At the beginning the of 2020–2021 school year, members of Landmark's Diversity, Equity, and Inclusion Committee at the Elementary•Middle School sent this letter to families outlining the school's commitment to anti-racism.

Last spring, Bob Broudo, Landmark’s head of school, voiced the need for unity as our country confronts issues of racism and systemic inequities. This fall he again highlighted Landmark’s commitment to human rights and anti-racism efforts in particular. As the year kicks off, we want to echo his sentiments with EMS’s commitment to anti-racism and to acknowledge that systemic racism impacts all educational settings, including ours. 

Our goal this year and moving forward is to demonstrate our commitment to change by taking steps to address and repair the impact racism has had on our community and to prioritize anti-racist efforts. 

To this end, our Diversity and Inclusion Committee is meeting regularly with the focus being on:

  • Training staff about anti-racism and how to discuss anti-racism in the classroom.
  • Finding the best resources for further parent support and education.
  • Reviewing the curricula to take steps to provide a more diverse and inclusive view of the world with the understanding of how racism is embedded in existing curricula.
  • Working with the Management Team and Board of Trustees toward the longer term goal of attaining a more racially diverse staff and student body

Please take some time to initiate or continue this conversation about respect, equality, and human rights with your student. For some families, engaging in conversation about race and racism is fairly new territory. It’s natural to feel uncomfortable or nervous about saying the wrong thing. As part of parent support, we will be sharing a weekly anti-racism resource in the EMS newsletter to help foster these conversations at home with your children. For some initial conversation starters, please see below. 

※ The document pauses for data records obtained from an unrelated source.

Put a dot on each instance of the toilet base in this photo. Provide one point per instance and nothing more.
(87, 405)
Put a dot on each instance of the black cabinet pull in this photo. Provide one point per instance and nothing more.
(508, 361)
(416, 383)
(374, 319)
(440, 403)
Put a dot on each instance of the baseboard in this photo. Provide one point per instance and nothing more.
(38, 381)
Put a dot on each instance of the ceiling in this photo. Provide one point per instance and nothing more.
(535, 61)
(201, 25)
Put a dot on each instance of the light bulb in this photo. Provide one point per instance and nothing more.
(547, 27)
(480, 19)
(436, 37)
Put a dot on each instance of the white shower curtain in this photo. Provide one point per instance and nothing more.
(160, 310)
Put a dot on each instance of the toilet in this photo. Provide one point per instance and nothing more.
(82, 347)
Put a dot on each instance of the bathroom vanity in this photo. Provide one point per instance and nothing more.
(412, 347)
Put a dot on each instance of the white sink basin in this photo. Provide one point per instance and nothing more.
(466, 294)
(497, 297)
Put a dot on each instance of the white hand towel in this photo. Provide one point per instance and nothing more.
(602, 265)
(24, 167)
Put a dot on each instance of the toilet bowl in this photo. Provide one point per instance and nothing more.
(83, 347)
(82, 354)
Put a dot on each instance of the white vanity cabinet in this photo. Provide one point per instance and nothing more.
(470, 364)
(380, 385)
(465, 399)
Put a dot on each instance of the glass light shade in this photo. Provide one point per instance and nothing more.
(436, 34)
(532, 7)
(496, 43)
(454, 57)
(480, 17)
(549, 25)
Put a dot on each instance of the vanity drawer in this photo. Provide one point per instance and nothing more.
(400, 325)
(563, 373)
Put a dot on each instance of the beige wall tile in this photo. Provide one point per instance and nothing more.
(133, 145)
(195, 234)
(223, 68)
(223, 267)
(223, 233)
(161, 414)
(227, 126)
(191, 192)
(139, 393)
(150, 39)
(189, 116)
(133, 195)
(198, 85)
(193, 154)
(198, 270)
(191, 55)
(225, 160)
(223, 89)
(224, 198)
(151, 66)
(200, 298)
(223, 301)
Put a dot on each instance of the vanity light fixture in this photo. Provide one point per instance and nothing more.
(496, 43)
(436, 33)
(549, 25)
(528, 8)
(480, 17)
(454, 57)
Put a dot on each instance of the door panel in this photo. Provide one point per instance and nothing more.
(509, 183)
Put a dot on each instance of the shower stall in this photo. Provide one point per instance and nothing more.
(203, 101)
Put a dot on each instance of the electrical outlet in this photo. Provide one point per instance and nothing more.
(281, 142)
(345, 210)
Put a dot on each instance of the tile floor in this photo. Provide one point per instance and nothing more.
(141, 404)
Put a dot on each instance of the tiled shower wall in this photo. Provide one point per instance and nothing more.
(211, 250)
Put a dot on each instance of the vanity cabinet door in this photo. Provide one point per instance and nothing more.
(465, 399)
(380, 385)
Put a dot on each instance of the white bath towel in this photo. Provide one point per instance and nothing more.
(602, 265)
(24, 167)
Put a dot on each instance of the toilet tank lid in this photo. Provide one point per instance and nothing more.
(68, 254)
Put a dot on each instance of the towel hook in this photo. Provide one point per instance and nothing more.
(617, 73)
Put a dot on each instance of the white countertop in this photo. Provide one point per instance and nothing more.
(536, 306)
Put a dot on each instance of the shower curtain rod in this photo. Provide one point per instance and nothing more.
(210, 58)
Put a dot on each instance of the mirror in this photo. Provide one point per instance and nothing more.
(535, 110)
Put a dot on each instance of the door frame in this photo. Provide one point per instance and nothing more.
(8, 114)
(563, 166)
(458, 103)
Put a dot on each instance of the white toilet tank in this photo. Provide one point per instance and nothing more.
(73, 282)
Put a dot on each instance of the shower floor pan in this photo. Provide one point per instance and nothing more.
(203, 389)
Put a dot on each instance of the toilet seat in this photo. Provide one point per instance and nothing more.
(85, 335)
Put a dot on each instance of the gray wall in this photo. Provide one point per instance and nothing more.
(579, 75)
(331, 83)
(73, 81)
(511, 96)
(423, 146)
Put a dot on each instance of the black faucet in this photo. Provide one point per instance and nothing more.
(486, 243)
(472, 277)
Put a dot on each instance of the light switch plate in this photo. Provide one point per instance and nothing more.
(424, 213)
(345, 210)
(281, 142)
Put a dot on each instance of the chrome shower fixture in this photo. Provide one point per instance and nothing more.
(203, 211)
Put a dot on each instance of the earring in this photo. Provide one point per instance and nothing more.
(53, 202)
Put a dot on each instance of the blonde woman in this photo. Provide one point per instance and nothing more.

This is only a beginning. We are partners in this work with you and are eager to continue this discussion. We look forward to engaging in this movement and striving to create a more equitable and safe world for all of our children.


How to start the conversation and what to do if you get stuck

“We got a pretty important letter from school today. Let’s make some time to talk about it.”

“This is a really hard topic and brings up different feelings for different people. Let’s figure out what you already know and what we can learn together.”

“_____ is a great question. I’m not sure how to answer it right now, but I’m going to find some more information and we can come back to it.”